When I input this entire cleaned text into a new chat, the error reappears, as expected. But I found an exact token boundary for the error: at 741,126 tokens everything works fine, but at 741,127 tokens, it fails.
Interestingly, if I take a book, say “The Count of Monte Cristo,” and paste it entirely into the chat with a simple ctrl+c, ctrl+v, the model easily handles and responds even when the context exceeds 900k tokens.
Moreover, if I fill the initial message with repeated ‘A’ characters, the token limit significantly decreases. I tested only down to around 600 tokens because the browser tab’s memory usage became extreme (up to 5GB), causing severe UI lagging. Reducing the number of characters didn’t substantially alleviate this issue, and the tests became very time-consuming to perform.
Therefore, I still haven’t identified precisely why or how this specific issue arises. The limit of 741,126 tokens only seems to trigger on my specific unique text. With other texts, either no limit or a higher limit applies, as seen with “The Count of Monte Cristo,” where I stopped testing due to fatigue.

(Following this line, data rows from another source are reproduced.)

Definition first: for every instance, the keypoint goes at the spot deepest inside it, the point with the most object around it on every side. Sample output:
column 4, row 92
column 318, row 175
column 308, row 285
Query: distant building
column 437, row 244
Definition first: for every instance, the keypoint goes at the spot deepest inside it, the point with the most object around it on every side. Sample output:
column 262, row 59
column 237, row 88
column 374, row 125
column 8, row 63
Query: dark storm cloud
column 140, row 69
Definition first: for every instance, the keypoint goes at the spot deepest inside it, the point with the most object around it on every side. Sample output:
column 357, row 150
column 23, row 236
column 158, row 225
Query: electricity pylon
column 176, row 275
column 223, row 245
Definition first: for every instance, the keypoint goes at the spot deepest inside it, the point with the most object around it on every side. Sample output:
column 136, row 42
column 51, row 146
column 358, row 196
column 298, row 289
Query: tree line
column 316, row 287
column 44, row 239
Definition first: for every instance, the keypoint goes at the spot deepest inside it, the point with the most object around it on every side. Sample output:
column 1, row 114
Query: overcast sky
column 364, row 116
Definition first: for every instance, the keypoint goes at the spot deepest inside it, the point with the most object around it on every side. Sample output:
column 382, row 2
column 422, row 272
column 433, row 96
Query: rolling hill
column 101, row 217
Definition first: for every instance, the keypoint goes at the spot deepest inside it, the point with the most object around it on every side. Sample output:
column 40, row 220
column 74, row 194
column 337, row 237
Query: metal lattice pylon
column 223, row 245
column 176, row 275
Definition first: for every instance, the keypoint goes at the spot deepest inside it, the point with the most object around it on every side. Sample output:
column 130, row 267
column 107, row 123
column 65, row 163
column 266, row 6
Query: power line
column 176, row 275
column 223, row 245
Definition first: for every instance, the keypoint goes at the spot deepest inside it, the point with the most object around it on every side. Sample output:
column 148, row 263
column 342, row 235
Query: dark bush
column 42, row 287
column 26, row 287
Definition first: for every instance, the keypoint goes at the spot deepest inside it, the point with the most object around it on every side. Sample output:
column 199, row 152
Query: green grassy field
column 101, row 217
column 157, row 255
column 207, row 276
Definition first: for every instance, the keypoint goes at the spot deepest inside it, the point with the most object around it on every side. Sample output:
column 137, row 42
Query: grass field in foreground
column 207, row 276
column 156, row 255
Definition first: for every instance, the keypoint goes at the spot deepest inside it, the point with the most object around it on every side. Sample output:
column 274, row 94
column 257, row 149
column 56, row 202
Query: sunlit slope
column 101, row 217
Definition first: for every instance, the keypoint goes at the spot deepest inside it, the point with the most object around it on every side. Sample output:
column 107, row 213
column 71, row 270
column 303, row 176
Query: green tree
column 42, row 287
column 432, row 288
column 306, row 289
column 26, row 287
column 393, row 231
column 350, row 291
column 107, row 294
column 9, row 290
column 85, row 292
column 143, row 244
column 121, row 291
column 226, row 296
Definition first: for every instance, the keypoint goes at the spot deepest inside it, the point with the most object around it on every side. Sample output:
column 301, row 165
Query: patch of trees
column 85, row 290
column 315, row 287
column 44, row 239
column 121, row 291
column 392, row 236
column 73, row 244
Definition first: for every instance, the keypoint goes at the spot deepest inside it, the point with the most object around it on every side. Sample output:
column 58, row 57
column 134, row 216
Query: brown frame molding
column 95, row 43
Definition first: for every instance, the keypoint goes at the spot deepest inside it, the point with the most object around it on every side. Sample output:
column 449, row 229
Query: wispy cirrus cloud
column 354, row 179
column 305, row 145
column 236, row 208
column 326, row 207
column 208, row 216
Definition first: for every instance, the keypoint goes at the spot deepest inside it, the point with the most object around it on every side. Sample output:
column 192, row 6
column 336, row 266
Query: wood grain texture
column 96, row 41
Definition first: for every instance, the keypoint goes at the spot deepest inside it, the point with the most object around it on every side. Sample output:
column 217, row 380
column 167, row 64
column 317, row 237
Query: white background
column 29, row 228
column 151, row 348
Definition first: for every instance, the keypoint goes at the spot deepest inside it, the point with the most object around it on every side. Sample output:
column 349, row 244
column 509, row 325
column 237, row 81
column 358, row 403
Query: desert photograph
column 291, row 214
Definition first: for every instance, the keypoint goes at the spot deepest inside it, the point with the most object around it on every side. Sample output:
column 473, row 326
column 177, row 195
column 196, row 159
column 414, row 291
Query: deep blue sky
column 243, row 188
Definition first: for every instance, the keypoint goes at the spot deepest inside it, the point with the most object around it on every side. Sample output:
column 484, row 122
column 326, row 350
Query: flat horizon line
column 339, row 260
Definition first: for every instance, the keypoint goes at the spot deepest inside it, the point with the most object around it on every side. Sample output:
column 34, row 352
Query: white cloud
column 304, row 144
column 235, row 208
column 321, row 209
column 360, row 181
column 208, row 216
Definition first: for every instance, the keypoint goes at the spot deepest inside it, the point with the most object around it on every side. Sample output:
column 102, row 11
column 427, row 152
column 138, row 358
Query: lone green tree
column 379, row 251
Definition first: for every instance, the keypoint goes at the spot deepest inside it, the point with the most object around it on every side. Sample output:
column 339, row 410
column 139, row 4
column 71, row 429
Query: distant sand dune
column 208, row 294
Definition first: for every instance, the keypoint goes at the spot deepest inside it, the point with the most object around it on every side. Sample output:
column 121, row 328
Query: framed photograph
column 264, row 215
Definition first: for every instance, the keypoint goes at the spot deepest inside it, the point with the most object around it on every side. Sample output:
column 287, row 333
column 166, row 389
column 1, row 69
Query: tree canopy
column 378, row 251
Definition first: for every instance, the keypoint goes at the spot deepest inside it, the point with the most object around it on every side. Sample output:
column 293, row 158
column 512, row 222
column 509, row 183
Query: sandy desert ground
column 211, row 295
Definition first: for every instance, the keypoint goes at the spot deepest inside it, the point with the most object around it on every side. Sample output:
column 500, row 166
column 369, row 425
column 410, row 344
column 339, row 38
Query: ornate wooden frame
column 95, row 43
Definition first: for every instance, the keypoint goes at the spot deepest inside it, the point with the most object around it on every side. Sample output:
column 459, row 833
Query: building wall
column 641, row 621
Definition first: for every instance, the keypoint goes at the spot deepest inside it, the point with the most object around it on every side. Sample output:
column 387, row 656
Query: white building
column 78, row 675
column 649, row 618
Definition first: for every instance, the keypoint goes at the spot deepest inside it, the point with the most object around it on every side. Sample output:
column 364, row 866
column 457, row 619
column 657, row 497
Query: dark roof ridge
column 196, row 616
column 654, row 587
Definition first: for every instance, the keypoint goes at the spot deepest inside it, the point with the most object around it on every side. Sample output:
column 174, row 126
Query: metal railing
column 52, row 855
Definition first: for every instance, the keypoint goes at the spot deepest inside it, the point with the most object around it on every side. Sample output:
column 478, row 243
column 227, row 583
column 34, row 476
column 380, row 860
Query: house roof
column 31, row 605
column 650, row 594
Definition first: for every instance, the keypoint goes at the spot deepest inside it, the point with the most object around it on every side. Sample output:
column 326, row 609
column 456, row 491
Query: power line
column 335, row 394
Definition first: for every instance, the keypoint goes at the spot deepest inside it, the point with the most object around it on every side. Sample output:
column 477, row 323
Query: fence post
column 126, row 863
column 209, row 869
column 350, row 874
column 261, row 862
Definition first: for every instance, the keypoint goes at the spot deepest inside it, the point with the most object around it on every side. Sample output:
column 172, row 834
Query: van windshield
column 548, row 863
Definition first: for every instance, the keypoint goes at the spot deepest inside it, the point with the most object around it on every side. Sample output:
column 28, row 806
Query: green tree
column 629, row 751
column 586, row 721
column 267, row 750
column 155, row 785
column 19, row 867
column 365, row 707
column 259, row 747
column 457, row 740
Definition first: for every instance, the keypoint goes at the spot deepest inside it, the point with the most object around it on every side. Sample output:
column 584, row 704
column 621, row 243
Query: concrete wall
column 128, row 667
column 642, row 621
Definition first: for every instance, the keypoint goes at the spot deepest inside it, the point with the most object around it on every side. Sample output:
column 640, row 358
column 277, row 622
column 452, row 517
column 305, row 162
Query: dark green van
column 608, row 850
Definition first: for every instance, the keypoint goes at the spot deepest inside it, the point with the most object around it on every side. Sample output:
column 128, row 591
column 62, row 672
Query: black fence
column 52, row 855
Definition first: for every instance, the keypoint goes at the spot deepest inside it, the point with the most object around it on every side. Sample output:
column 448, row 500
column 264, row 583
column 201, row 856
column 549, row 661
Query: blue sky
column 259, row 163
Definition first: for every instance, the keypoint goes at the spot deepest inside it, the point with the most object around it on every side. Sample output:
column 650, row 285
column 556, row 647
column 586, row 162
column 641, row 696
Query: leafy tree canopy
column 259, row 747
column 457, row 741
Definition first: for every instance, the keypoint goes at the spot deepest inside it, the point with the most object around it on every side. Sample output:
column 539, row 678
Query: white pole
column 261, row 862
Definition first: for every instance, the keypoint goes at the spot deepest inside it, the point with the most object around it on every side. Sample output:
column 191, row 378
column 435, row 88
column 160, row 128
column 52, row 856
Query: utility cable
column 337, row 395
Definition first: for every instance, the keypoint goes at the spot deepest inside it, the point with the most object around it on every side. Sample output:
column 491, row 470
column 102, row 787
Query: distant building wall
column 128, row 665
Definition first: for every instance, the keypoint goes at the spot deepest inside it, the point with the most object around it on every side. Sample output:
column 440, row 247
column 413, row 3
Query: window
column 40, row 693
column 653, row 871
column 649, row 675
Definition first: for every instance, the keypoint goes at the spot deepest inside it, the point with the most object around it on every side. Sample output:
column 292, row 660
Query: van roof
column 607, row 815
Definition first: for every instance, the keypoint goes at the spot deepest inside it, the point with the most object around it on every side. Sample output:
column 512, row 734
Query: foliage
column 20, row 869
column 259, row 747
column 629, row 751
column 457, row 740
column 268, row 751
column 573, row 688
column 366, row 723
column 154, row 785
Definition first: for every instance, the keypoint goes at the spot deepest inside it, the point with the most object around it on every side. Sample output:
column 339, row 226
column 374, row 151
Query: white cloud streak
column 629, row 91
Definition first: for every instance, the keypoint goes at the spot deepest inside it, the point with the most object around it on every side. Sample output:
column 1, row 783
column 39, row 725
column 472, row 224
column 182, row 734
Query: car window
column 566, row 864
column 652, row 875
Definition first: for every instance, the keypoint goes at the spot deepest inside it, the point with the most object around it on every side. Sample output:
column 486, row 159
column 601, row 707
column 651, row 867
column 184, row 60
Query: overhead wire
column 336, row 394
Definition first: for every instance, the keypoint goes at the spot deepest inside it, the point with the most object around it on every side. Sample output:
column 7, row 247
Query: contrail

I’m not sure if this relates to the number of messages or not. In the chat with the 741,126 token limit, there were about 4 messages from me and roughly 8 from the model, as it responded multiple times to one large message. I chose not to test the scenario of reaching exactly 741,126 tokens in a single initial message, as that again creates severe browser performance issues with processing such large input.